Questo percorso di crescita non riguarda solo il rafforzamento dell’organico, ma soprattutto l’ampliamento e la strutturazione di attività cliniche che oggi consentono di trattare a Piacenza patologie vascolari complesse che in passato richiedevano spesso l’invio dei pazienti verso altri centri.
Un’evoluzione coerente con il livello di un ospedale come quello di Piacenza, che punta a sviluppare competenze avanzate e setting assistenziali adeguati per rispondere a bisogni di salute ad alta complessità, in particolare nelle situazioni tempo-dipendenti.
Il mandato ricevuto dal dottor Teutonico è stato ben delineato fin dal suo arrivo a Piacenza: sviluppare ulteriormente le tecniche chirurgiche, sia convenzionali sia endovascolari, per il trattamento delle patologie dell’aorta, dei tronchi sovraortici e del distretto arterioso periferico, sia in regime ordinario sia di emergenza.
Nel concreto, questo significa intervenire su patologie vascolari complesse che possono mettere a rischio la vita o comprometterne in modo significativo la qualità. L’attività spazia dalla cura delle arteriopatie degli arti inferiori, con interventi di rivascolarizzazione finalizzati a riaprire le arterie e salvare gli arti, al trattamento delle patologie delle carotidi, strettamente legate al rischio di ictus, fino alla gestione degli aneurismi dell’aorta, condizioni spesso silenti ma potenzialmente fatali se non diagnosticate e trattate tempestivamente. La possibilità di gestire queste patologie in modo sempre più strutturato consente oggi a molti pazienti piacentini di essere curati sul territorio, evitando trasferimenti verso altre province o regioni per interventi complessi che spesso si presentano in condizioni di urgenza o emergenza.

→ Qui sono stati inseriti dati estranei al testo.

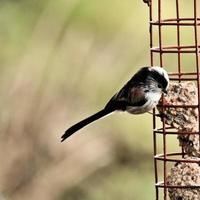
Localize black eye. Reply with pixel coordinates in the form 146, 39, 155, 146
158, 84, 162, 88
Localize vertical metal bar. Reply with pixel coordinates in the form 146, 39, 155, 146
176, 0, 181, 82
158, 0, 167, 200
194, 0, 200, 155
149, 0, 159, 200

Un aspetto particolarmente rilevante per persone fragili o anziane, per le quali la prossimità delle cure rappresenta un valore aggiunto non solo clinico, ma anche umano e organizzativo.

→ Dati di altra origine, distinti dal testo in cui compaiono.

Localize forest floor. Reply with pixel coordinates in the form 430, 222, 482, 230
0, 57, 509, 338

L’équipe gestisce settimanalmente interventi chirurgici in elezione e svolge un’intensa attività di consulenza a supporto degli altri reparti e servizi, dalla valutazione dei cateteri alla presa in carico dei pazienti complessi. Una quota rilevante dell’attività riguarda interventi urgenti, spesso salvavita, che richiedono decisioni rapide, competenze altamente specialistiche e un coordinamento strutturato tra le diverse professionalità, all’interno di setting assistenziali adeguati, elementi determinanti per l’esito clinico e la sopravvivenza del paziente.
Le tre nuove componenti dell’équipe portano con sé percorsi formativi e professionali diversi, che si sono però già incrociati in passato e che oggi sono uniti dalla scelta di investire su Piacenza, inserendosi fin da subito in un contesto clinico operativo, ad alta complessità, che consente un coinvolgimento diretto nelle attività e una crescita professionale sul campo.

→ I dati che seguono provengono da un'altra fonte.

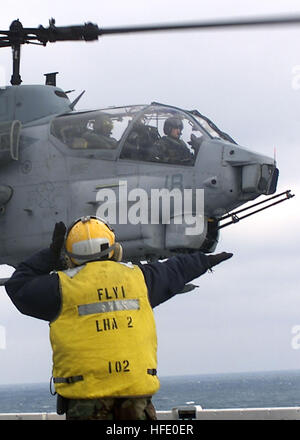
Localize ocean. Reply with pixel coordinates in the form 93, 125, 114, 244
0, 370, 300, 413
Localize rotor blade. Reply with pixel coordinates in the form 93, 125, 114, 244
100, 15, 300, 35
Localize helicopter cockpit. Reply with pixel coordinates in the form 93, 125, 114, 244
50, 104, 230, 166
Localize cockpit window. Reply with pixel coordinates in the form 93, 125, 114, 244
51, 107, 144, 150
120, 106, 203, 166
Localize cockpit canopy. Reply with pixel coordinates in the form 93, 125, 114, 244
51, 104, 233, 166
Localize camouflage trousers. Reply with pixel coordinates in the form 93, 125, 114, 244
66, 397, 156, 420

Feroldi e Cavenaghi sono entrambe milanesi. Le due giovani specialiste si sono formate principalmente al Sant’Orsola di Bologna e hanno in comune anche un periodo di lavoro in Francia, in centri di riferimento per questo ambito. Cavenaghi ha lavorato anche a Reggio Emilia. Giulia Moretti, bresciana, ha maturato esperienze tra Cremona e Trieste e si è formata a Padova.
L’ingresso delle tre giovani specialiste si inserisce quindi in una visione di lungo periodo, orientata a consolidare l’autonomia e la capacità di risposta della Chirurgia vascolare di Piacenza, rafforzando un servizio che oggi è in grado di affrontare con competenza e continuità sfide cliniche sempre più complesse, a beneficio diretto della popolazione del territorio.